Nancy met her at the door.

"Well, if I ain't glad ter be settin' my two eyes on you," she sighed in obvious relief. "It's half-past six!"

"I know it," admitted Pollyanna anxiously; "but I'm not to blame--truly I'm not. And I don't think even Aunt Polly will say I am, either."

"She won't have the chance," retorted Nancy, with huge satisfaction. "She's gone."

"Gone!" gasped Pollyanna. "You don't mean that I've driven her away?" Through Pollyanna's mind at the moment trooped remorseful memories of the morning with its unwanted boy, cat, and dog, and its unwelcome "glad" and forbidden "father that would spring to her forgetful little tongue. Oh, I DIDN'T drive her away?"

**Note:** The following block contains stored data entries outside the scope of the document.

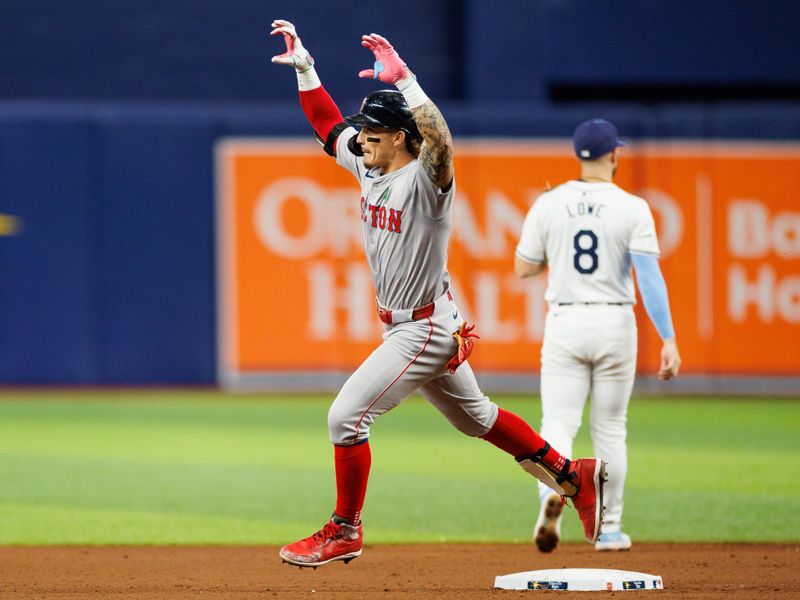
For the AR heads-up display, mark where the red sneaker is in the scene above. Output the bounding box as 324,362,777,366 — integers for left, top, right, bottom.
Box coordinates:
279,518,363,568
564,459,607,543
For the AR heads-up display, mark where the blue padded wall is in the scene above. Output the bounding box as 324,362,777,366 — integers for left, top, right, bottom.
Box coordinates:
0,111,98,382
95,107,217,383
0,0,463,106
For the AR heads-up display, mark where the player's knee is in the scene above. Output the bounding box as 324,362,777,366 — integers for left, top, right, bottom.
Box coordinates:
449,402,497,437
454,419,491,437
327,405,349,443
590,419,627,446
590,412,626,433
327,403,364,445
542,414,582,438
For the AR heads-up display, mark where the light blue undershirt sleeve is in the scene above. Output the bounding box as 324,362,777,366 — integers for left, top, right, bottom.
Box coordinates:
631,252,675,340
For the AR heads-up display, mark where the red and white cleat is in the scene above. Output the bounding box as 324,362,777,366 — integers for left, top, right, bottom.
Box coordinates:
279,518,363,568
564,458,607,544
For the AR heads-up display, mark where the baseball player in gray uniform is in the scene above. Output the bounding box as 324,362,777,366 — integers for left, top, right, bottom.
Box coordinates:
515,119,682,553
271,20,606,568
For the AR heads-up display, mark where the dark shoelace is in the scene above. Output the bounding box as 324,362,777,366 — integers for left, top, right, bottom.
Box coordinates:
311,522,339,543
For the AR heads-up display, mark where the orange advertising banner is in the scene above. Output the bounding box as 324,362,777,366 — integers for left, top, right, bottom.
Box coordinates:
216,140,800,386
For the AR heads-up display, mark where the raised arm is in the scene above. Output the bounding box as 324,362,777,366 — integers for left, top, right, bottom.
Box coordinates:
271,20,348,155
408,87,454,190
358,34,454,189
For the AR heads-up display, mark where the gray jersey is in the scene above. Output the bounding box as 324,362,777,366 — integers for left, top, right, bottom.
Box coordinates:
336,127,455,310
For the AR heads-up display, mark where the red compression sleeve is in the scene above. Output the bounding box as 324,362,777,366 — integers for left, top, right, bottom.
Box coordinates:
334,441,371,524
299,86,345,144
481,408,568,472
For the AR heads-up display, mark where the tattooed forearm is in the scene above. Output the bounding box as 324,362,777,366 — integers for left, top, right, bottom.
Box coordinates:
411,100,454,189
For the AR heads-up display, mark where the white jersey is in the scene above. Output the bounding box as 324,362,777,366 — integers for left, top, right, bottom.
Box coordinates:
515,180,659,304
335,127,455,310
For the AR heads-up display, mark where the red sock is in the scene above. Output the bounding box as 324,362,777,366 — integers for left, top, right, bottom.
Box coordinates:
481,408,568,473
334,440,371,524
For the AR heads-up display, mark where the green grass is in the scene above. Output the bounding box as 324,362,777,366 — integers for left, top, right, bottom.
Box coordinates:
0,391,798,544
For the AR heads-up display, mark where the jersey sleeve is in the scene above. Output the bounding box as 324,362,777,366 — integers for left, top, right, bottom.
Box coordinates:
631,253,675,340
629,198,661,257
335,127,366,182
412,160,456,220
515,198,546,264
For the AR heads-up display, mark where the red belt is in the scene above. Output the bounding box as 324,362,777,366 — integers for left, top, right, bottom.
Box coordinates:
376,291,452,325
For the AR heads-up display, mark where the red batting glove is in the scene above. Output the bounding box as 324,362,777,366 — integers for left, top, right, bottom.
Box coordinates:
358,33,410,85
446,323,480,374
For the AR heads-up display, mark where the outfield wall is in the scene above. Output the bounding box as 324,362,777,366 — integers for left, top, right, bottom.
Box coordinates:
0,103,798,390
217,137,800,394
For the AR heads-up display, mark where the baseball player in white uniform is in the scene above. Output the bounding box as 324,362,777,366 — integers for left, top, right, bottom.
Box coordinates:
270,20,607,568
515,119,681,552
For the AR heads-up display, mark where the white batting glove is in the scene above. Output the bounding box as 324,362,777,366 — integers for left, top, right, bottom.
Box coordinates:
270,19,320,91
270,20,314,71
358,33,428,108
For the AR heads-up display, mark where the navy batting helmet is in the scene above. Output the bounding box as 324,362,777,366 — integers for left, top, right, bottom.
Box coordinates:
345,90,422,141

"Not much you did," scoff ed Nancy. "Her cousin died suddenly down to Boston, and she had ter go. She had one o' them yeller telegram letters after you went away this afternoon, and she won't be back for three days. Now I guess we're glad all right. We'll be keepin' house tergether, jest you and me, all that time. We will, we will!"

Pollyanna looked shocked.

"Glad! Oh, Nancy, when it's a funeral?"

"Oh, but 'twa'n't the funeral I was glad for, Miss Pollyanna. It was--" Nancy stopped abruptly. A shrewd twinkle came into her eyes. "Why, Miss Pollyanna, as if it wa'n't yerself that was teachin' me ter play the game," she reproached her gravely.

Pollyanna puckered her forehead into a troubled frown.

"I can't help it, Nancy," she argued with a shake of her head. "It must be that there are some things that 'tisn't right to play the game on--and I'm sure funerals is one of them. There's nothing in a funeral to be glad about."